HARTFORD, Conn. (WTNH) — As more older people are being vaccinated against COVID-19 in Connecticut, new COVID variants are sending younger people to the hospital. Health experts are recommending caution as the Easter holiday approaches.

For the past year we have been hearing that COVID largely impacts adults, the older generation, but now since the vaccine has been rolling out, new numbers are in. They took a closer look at it and it turns out the younger generation now more vulnerable than ever.

Dr. Juan Salazar of Connecticut Children’s told News 8, “15% of the COVID-19 cases occur in children under the age of 19, and many under the age of 16. The good news is most of them do well.”

But the number of hospitalizations is growing in the age group 20-29.

Dr. Thomas Balcezak of Yale New Haven Health explained, “Last week we admitted and intubated a 21-year-old, really very unusual. There are now two pediatric patients in our ICU. With COVID, it really is hitting a much younger population, much harder than it has in the first wave or the second wave ending in late December.”

Yale doctors believe the cause is the new B.1.1.7 – the UK variant – that now makes up 40% of the virus in Connecticut. At Connecticut Children’s they are also seeing kids admitted with COVID.

Dr. Salazar: “We have seen close to 130 kids here at Connecticut Children’s in the past 14 months. They have all survived, which is really good news. So be careful; we are not out of this yet, vaccinate!”

So for the Johnson & Johnson and Moderna vaccines, you have to be 18 and older to get it. For the Pfizer vaccine, 16 and older. The younger age groups are being studied right now to see if they can get the vaccine.

Dr.
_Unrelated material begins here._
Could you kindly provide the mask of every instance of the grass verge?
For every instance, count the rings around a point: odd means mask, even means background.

Salazar said, “Studies are being done right now and by summertime, we may have it available to 12-year-olds at above. And the studies are beginning now to six months and above, so hopefully by wintertime, we can vaccinate the rest of the population.”

And with Easter this weekend, egg hunts are perfect place to transmit the virus between kids.

“Be careful, there is still a lot of community transmission in Connecticut,” Dr. Salazar warned. “The northeast remains a hotspot in the country.”

Connecticut Children’s is now looking to do a long-term study on the ‘long haulers’ disease and children. They say they are applying for funding and hope to be able to look at this over the next four years.